3 Asian stock markets plan billions to fight volatility: report

Posted on July 1st, 2008 by Mindy Yong.
Categories: Singapore News.

3 Asian stock markets plan billions to fight volatility: report

Taiwan, Vietnam and Pakistan set aside stabilisation funds to allay market fears
(TAIPEI) Taiwan, Vietnam and Pakistan are poised to inject billions of dollars into their own stock markets soon, reported the Financial Times (FT) on Sunday.
 
Tough times: A scene at a Taipei brokerage last Friday, when the market sank to a five-month low 
All have set aside market stabilisation funds to allay investors’ fears over the volatility of the market, and are coming under increasing pressure to utilise them.

This comes even as there has been a 13 per cent fall this year in the MSCI Asia Pacific Index, which looks as though it would end June with its worst first-half performance since 1992, when it sank by 23 per cent as the Japanese economic bubble deflated.

The Cabinet in Taipei, where the local market dropped to a five-month low last Friday, had called on government pension and insurance funds to buy more domestic shares and to hold their investments for a longer period.

Economic and financial ministers and central bank officials met over the weekend to discuss how to boost investor confidence, reported FT. They stopped short, for now, of ordering the use of a NT$500 billion (S$22.4 billion) National Stabilisation Fund designed to support markets in times of volatility caused by non-economic events. However, the board of the fund, which was last used during political turmoil after the 2004 presidential election, will meet again this Friday.

 
Karachi had one of the hottest markets in the world in 2007, but its loss of nearly one-third in value since April has created ’systemic risk’.
 
 
 
 
 
 
The Karachi Stock Exchange (KSE) in Pakistan is coming under increasing pressure to use a 30 billion rupee (S$604 million) stabilisation fund set up last week for use in ‘volatile circumstances’.

Karachi had one of the hottest stock markets in the world in 2007, but its loss of nearly one-third in value since April has created ’systemic risk’, the KSE said.

Meanwhile in Vietnam, state media reported that the stock exchange and securities regulator was setting up a stabilisation fund to support a market that has lost nearly two-thirds of its value this year as inflation surged.

Official intervention to support share prices has a long history in Asia, reported FT.

One of the most successful examples was in 1998, when the Hong Kong government bought shares in the aftermath of the Asian financial crisis to support the value of the assets backing the territory’s currency, which is pegged to the dollar.

Japan started to intervene in the stock market in 1991 when prices halved after the ‘bubble economy’ burst.
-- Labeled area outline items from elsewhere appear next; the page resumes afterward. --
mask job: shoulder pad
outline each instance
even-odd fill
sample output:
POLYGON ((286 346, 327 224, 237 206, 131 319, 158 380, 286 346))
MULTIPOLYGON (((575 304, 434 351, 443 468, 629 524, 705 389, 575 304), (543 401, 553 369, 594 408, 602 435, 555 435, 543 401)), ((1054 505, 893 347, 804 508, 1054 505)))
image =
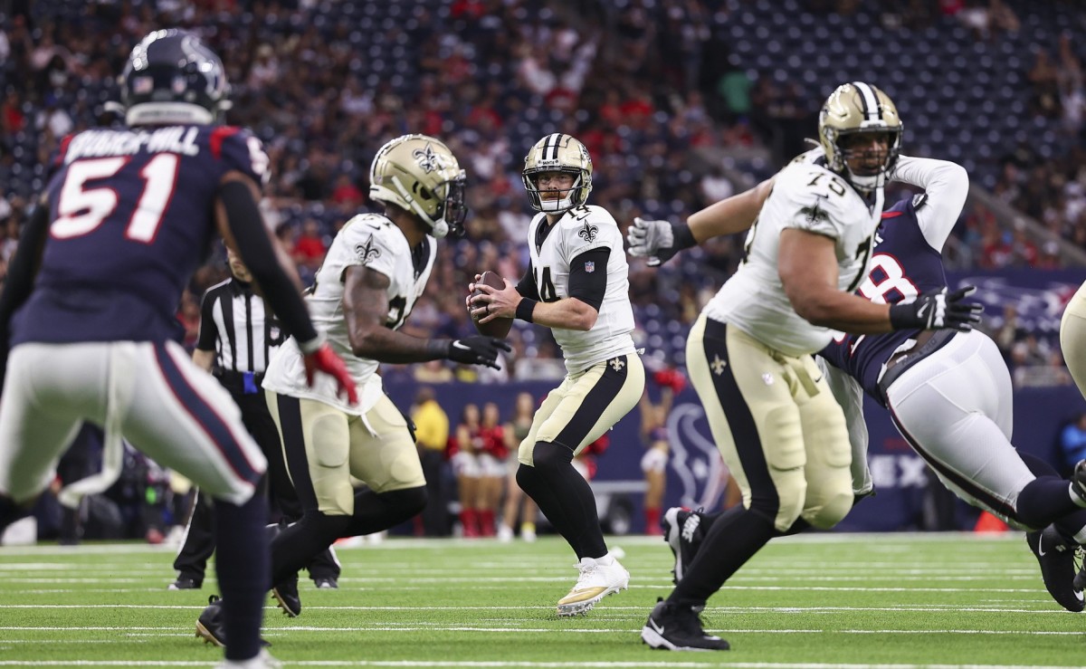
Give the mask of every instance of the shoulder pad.
POLYGON ((207 139, 212 157, 226 169, 237 169, 264 186, 270 177, 264 144, 252 132, 237 126, 218 126, 207 139))

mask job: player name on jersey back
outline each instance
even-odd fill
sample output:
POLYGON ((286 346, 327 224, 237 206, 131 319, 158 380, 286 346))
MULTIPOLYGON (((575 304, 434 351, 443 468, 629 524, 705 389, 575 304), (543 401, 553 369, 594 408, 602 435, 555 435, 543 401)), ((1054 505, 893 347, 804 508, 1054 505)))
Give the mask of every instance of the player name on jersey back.
POLYGON ((150 131, 87 130, 68 142, 64 162, 71 163, 81 157, 134 155, 140 151, 197 155, 200 153, 200 147, 197 144, 199 135, 200 128, 194 126, 159 128, 150 131))

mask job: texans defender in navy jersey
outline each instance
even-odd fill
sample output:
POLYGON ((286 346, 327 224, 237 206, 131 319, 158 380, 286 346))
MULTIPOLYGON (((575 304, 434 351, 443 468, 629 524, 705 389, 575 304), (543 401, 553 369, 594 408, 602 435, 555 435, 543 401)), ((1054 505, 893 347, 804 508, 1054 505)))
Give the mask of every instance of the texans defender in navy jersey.
MULTIPOLYGON (((895 178, 924 194, 883 213, 871 272, 858 291, 872 302, 912 300, 946 287, 943 244, 969 192, 965 171, 944 161, 902 160, 895 178)), ((949 490, 1031 530, 1026 541, 1052 598, 1083 610, 1073 579, 1075 550, 1086 542, 1086 477, 1061 479, 1048 463, 1011 444, 1011 377, 988 336, 976 330, 841 335, 821 355, 837 368, 829 380, 849 422, 857 494, 872 490, 863 392, 889 409, 898 431, 949 490)))
MULTIPOLYGON (((945 294, 943 245, 965 203, 969 176, 954 163, 901 156, 894 178, 924 193, 883 214, 871 269, 857 292, 876 303, 945 294)), ((933 302, 929 316, 937 318, 943 308, 933 302)), ((1050 465, 1011 444, 1011 378, 990 338, 952 329, 838 335, 821 356, 834 365, 821 366, 845 409, 858 497, 873 490, 862 413, 867 392, 889 409, 898 430, 948 489, 1018 528, 1037 530, 1026 540, 1046 588, 1064 608, 1083 610, 1083 593, 1073 581, 1075 548, 1086 540, 1084 481, 1060 479, 1050 465)), ((725 515, 669 509, 665 523, 677 578, 693 560, 700 538, 725 515)), ((790 533, 803 529, 797 525, 790 533)))
MULTIPOLYGON (((181 292, 218 230, 236 248, 312 377, 356 392, 318 337, 289 257, 256 206, 267 157, 228 105, 223 64, 180 30, 148 35, 122 77, 127 127, 64 139, 0 295, 8 355, 0 401, 0 530, 52 480, 86 420, 215 498, 217 572, 229 607, 225 667, 275 661, 260 647, 269 584, 266 462, 229 393, 175 340, 181 292)), ((111 446, 112 444, 112 446, 111 446)), ((198 623, 198 633, 200 624, 198 623)), ((215 639, 225 645, 224 639, 215 639)))

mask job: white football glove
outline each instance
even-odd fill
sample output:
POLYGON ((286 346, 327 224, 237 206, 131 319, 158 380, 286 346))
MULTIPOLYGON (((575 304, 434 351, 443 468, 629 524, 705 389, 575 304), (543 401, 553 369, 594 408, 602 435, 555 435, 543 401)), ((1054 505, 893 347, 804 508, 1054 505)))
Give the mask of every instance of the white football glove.
POLYGON ((648 257, 649 267, 657 267, 675 254, 674 232, 667 220, 634 218, 626 240, 630 243, 630 255, 648 257))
Interventions continued for several years, but more than a decade later the Nikkei average is only worth a third of its value in 1989.

‘The success (of official support) depends on one thing only: how cheap the market is,’ said Khiem Do, head of multi-asset at Baring Asset Management in Hong Kong. ‘The price- earnings ratio has ideally to be below 10 times, or no higher than the mid-teens, and then you have some chance of it working.’

Taiwan is currently trading at about 11 times forecast profits, Pakistan at 14 and Vietnam at about 10, he said, reported FT.